The AI Revolution Is at a Tipping Point

Some technology insiders want to pause the continued development of artificial intelligence systems before machine learning neurological pathways run afoul of their human creators’ use intentions. Other computer experts argue that missteps are inevitable and that development must continue.

More than 1,000 techs and AI luminaries recently signed a petition for the computing industry to take a six-month moratorium on the training of AI systems more powerful than GPT-4. Proponents want AI developers to create safety standards and mitigate potential risks posed by the riskiest AI technologies.

The nonprofit Future of Life Institute organized the petition that calls for a near-immediate public and verifiable cessation by all key developers. Otherwise, governments should step in and institute a moratorium. As of this week, Future of Life Institute says it has collected more than 50,000 signatures that are going through its vetting process.

The letter is not an attempt to halt all AI development in general. Rather, its supporters want developers to step back from a dangerous race “to ever-larger unpredictable black-box models with emergent capabilities.” During the time out, AI labs and independent experts should jointly develop and implement a set of shared safety protocols for advanced AI design and development.

“AI research and development should be refocused on making today’s powerful, state-of-the-art systems more accurate, safe, interpretable, transparent, robust, aligned, trustworthy, and loyal,” states the letter.

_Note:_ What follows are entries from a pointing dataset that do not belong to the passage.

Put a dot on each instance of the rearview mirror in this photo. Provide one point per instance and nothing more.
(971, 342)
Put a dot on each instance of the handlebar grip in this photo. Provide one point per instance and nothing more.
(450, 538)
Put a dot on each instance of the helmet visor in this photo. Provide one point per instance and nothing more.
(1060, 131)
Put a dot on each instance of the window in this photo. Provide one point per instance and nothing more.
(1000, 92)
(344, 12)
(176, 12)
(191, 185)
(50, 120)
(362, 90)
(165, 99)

It is doubtful that anyone will pause anything, suggested John Bambenek, principal threat hunter at security and operations analytics SaaS company Netenrich. Still, he sees a growing awareness that consideration of the ethical implications of AI projects lags far behind the speed of development.

“I think it is good to reassess what we are doing and the profound impacts it will have, as we have already seen some spectacular fails when it comes to thoughtless AI/ML deployments,” Bambenek told TechNewsWorld.

Anything we do to stop things in the AI space is probably just noise, added Andrew Barratt, vice president at cybersecurity advisory services firm Coalfire. It is also impossible to do this globally in a coordinated fashion.

“AI will be the productivity enabler of the next couple of generations. The danger will be watching it replace search engines and then become monetized by advertisers who ‘intelligently’ place their products into the answers. What is interesting is that the ‘spike’ in fear seems to be triggered since the recent amount of attention applied to ChatGPT,” Barratt told TechNewsWorld.

Rather than pause, Barratt recommends encouraging knowledge workers worldwide to look at how they can best use the various AI tools that are becoming more consumer-friendly to help provide productivity. Those that do not will be left behind.

According to Dave Gerry, CEO of crowdsourced cybersecurity company Bugcrowd, safety and privacy should continue to be a top concern for any tech company, regardless of whether it is AI focused or not. When it comes to AI, ensuring that the model has the necessary safeguards, feedback loop, and mechanism for highlighting safety concerns are critical.

“As organizations rapidly adopt AI for all of the efficiency, productivity, and democratization of data benefits, it is important to ensure that as concerns are identified, there is a reporting mechanism to surface those, in the same way a security vulnerability would be identified and reported,” Gerry told TechNewsWorld.